Bianca was already halfway through her second martini, one manicured hand draped dramatically over the velvet armrest. Across from them sat Warren Cain, sour-faced, sharp-suited. A Monroe board member passed over during the last restructuring Celene had authored. He hadn’t forgotten. He hadn’t forgiven. Perfect.
“I want her gutted,” Vivian said, voice smooth, but sharp enough to cut glass. “Not embarrassed. Not rattled. I want her out.”
Bianca smirked. “So we’re not just burning bridges, we’re pouring gasoline and lighting the match ourselves?”
Vivian swirled her scotch. “Sweetheart, she was never invited on the bridge to begin with.”
Warren leaned forward, elbows on the mahogany table. “She blocked my promotion with that ridiculous efficiency pivot. Think she can rewrite this company in her image? I’ll show her how fast that image can crumble.”
“You have something?” Vivian asked.
“I’ve got a document batch we can weaponize, outdated projections, inactive licensing contracts, internal notes she archived before the merger. Useless in context, but damning if released the right way.”
Bianca leaned in, eyes gleaming. “And the leak?”
Warren’s grin was slow and malicious. “From her laptop. Through a misconfigured proxy. VPN logs will show activity. Metadata will point to her drafts folder. Rookie error, but believable.”
Vivian’s lips curved. “She’s the golden girl right now. Everyone’s watching. A perfect little fall will look… tragic.”
“Or deserved,” Bianca added, venom in her smile. “She acts like she was forged in fire. Let’s remind her she came from ashes.”
Warren’s voice dropped an octave. “One leak, and the media will eat her alive. ‘Heiress Fakes Numbers.’ ‘Ghost of Monroe Empire.’ She’ll be radioactive by Monday.” Vivian stood, slowly. Her heels echoed on the marble floor like warning shots.
“She thinks this is about power,” Vivian said. “It’s not. It’s about memory. And I remember who she was before she learned how to sharpen her voice.” She turned to Bianca.
“And you?”
“Oh, I remember,” Bianca said, eyes blazing. “I remember the little assistant with hand-me-down blazers and shaky knees. Now she struts like she invented the company?”
“She forgets who let her into this world,” Vivian muttered.
“Then let’s drag her out of it,” Bianca spat. There was a moment of silence. Electric. Buzzing. Alive with malice. Then Vivian raised her glass.

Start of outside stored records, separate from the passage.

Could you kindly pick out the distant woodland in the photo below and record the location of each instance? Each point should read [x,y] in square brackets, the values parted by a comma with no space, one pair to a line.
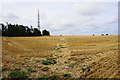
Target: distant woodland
[14,30]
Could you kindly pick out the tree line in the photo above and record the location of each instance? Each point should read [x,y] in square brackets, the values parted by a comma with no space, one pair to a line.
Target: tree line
[13,30]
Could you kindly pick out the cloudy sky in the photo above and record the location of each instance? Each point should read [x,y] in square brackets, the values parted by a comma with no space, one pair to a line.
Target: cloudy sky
[65,18]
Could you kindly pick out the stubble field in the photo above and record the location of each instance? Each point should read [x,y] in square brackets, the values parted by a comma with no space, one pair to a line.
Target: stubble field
[78,56]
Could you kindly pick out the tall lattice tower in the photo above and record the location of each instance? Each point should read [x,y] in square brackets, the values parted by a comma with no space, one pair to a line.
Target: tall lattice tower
[38,21]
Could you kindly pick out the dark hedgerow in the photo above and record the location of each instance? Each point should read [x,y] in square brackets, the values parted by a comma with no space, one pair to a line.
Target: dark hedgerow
[49,62]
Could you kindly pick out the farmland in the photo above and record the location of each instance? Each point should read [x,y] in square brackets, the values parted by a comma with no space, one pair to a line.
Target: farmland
[71,53]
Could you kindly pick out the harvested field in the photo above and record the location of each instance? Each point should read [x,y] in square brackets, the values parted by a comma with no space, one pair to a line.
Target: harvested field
[98,53]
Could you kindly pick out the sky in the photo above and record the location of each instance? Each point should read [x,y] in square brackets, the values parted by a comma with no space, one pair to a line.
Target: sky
[64,18]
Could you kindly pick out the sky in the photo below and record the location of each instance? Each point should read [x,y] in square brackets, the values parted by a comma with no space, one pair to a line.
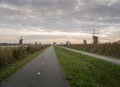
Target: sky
[47,21]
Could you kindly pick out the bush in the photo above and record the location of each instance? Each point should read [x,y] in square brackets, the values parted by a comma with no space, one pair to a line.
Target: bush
[108,49]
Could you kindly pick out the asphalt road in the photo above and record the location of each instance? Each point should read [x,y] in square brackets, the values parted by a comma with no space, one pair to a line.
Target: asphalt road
[43,71]
[112,60]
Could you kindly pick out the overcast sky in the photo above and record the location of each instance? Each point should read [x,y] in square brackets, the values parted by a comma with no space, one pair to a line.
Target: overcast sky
[59,20]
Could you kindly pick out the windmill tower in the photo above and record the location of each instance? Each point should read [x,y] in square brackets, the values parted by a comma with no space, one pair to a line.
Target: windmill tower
[95,38]
[21,40]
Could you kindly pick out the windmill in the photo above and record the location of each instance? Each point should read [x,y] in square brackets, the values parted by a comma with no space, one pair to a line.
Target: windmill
[21,40]
[95,38]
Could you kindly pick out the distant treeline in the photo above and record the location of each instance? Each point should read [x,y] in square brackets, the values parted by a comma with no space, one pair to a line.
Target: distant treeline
[108,49]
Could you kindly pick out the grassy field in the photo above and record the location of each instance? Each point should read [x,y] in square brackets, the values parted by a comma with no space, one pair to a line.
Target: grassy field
[85,71]
[107,49]
[10,68]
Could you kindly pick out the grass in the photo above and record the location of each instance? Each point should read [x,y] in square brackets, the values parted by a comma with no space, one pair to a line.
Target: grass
[85,71]
[11,68]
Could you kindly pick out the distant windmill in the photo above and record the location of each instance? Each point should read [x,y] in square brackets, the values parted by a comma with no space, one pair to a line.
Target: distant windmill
[21,40]
[95,38]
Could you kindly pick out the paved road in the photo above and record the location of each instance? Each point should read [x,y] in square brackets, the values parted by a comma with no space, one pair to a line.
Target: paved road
[116,61]
[43,71]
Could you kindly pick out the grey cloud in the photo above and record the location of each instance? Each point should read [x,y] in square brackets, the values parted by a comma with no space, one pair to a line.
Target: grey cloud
[60,15]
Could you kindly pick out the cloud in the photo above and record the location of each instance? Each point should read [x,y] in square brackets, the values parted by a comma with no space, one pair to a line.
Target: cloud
[71,17]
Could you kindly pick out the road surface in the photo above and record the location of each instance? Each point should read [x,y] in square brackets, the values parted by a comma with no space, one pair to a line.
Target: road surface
[115,61]
[43,71]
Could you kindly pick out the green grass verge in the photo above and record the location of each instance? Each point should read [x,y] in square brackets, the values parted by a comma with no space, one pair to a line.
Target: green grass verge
[85,71]
[11,68]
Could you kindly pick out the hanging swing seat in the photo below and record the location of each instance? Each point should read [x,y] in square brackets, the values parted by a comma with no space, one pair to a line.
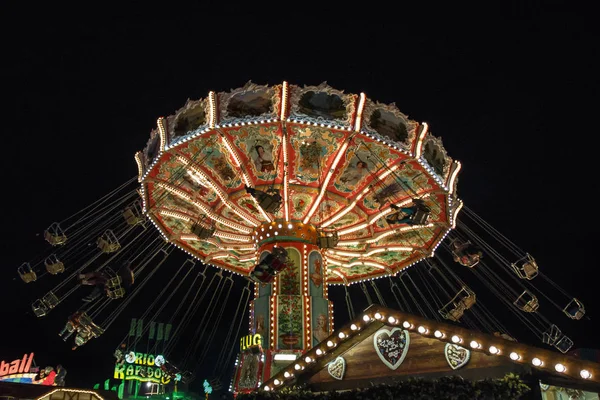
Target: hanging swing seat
[527,302]
[525,267]
[464,254]
[202,231]
[133,214]
[42,307]
[108,242]
[327,240]
[564,344]
[575,309]
[53,265]
[462,301]
[55,235]
[552,335]
[27,273]
[116,293]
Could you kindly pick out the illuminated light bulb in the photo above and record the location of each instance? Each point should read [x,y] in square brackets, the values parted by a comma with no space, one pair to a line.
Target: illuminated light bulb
[560,367]
[585,374]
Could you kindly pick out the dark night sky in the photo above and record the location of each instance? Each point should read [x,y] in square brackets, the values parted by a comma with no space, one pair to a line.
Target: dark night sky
[512,93]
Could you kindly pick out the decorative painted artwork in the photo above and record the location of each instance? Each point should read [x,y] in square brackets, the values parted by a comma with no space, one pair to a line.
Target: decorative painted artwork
[391,346]
[315,274]
[337,368]
[456,356]
[320,319]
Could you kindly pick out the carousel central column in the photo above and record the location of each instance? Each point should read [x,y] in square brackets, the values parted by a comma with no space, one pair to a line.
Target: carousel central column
[293,313]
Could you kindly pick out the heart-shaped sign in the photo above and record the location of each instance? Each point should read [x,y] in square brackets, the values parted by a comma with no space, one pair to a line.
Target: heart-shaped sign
[456,356]
[391,346]
[337,368]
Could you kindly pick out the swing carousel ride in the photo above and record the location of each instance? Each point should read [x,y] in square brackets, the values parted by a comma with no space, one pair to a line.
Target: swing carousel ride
[294,189]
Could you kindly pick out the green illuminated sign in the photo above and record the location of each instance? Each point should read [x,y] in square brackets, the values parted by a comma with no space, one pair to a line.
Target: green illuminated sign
[207,387]
[143,368]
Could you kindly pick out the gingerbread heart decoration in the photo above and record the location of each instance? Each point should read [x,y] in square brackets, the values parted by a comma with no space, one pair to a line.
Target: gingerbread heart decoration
[456,356]
[337,368]
[391,346]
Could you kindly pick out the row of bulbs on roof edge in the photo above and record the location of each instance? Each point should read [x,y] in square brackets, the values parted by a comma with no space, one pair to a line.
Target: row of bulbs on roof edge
[256,122]
[456,339]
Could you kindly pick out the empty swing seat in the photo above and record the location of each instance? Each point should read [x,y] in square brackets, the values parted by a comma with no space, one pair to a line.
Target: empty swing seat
[575,309]
[53,265]
[27,273]
[108,242]
[55,235]
[525,267]
[39,308]
[527,302]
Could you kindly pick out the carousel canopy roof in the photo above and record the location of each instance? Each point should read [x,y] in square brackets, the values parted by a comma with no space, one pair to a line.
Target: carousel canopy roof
[338,160]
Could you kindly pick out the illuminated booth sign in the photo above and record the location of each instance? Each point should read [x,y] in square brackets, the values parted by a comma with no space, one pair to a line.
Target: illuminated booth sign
[17,370]
[252,343]
[142,367]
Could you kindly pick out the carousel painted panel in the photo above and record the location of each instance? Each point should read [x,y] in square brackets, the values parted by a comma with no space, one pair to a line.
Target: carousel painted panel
[174,225]
[365,160]
[313,150]
[289,280]
[290,326]
[260,151]
[213,158]
[315,274]
[322,104]
[250,101]
[436,156]
[390,124]
[188,120]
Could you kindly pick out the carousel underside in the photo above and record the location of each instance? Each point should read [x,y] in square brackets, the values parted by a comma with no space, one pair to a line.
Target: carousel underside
[339,161]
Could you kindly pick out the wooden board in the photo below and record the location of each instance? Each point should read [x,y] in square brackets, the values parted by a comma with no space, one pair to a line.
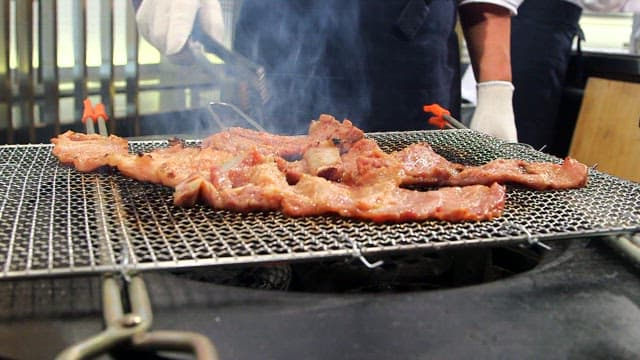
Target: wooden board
[607,132]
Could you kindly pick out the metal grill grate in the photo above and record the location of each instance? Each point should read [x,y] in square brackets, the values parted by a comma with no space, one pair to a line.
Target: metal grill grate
[54,220]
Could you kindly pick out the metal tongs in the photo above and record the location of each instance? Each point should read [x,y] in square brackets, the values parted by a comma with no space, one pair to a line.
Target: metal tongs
[130,327]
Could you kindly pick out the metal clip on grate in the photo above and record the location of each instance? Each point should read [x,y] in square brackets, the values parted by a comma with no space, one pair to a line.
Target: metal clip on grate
[130,328]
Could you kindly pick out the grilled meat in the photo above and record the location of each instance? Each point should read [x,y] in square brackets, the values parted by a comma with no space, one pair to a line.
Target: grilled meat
[337,171]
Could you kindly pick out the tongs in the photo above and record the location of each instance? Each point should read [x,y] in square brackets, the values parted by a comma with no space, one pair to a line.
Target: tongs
[130,328]
[442,117]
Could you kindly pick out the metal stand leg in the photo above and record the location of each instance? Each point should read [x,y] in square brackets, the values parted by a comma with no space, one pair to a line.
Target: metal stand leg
[130,329]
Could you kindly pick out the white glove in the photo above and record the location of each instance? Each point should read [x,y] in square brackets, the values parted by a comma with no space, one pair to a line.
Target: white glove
[167,24]
[494,112]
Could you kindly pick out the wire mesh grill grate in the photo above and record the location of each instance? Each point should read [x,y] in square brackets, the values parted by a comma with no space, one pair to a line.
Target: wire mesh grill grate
[55,220]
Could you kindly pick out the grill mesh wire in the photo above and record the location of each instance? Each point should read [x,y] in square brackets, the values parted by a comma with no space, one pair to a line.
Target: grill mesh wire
[55,220]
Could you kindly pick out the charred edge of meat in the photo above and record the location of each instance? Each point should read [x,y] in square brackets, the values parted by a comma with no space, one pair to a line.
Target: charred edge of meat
[177,141]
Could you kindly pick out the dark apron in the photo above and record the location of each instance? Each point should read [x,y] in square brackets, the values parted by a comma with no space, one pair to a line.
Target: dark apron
[375,62]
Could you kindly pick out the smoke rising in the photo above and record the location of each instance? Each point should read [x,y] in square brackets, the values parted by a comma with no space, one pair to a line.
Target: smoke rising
[314,59]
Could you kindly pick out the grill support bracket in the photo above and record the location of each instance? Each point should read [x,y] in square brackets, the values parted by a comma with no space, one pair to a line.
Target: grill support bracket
[131,329]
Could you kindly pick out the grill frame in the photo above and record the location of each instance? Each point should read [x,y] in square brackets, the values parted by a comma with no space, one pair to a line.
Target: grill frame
[57,221]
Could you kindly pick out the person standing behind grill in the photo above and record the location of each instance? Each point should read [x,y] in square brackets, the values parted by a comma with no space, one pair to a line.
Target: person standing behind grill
[376,62]
[541,36]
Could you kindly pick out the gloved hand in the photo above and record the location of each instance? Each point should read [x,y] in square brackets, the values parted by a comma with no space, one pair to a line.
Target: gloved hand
[494,112]
[167,25]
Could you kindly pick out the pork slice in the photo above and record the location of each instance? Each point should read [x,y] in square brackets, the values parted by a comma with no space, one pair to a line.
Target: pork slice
[87,152]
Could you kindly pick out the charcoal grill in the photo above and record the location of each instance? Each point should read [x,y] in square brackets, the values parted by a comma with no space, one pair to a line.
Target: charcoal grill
[55,220]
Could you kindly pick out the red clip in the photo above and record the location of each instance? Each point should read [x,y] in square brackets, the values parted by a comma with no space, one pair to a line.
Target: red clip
[439,112]
[88,112]
[99,112]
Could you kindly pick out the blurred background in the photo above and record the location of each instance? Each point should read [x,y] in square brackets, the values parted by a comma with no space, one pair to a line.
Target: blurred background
[55,53]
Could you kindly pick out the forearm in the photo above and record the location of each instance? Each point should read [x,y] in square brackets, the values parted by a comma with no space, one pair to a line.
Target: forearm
[487,30]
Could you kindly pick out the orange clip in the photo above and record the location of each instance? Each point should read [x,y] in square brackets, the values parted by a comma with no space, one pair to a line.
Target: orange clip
[88,112]
[99,112]
[439,112]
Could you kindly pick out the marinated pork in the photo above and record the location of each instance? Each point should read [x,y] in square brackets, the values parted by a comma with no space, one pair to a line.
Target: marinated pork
[332,170]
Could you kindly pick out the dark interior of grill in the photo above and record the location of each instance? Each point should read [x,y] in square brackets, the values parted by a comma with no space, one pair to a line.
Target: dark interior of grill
[415,271]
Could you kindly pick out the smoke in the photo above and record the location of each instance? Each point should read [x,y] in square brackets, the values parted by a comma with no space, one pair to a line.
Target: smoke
[314,59]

“To legacy,” she said. The glasses clinked. No one drank. They didn’t need to. They were drunk on the high of coming for revenge. What they didn’t see, just beyond the frosted glass of the lounge, was the man who’d paused mid-step. Damon Ashcroft stood in the hallway, phone still in his hand, face carved from stone.
He had only caught a few words: “leak,” “VPN,” “Celene”-but they were enough. His eyes narrowed. His jaw flexed. And when he moved, it wasn’t away from the door. It was toward it.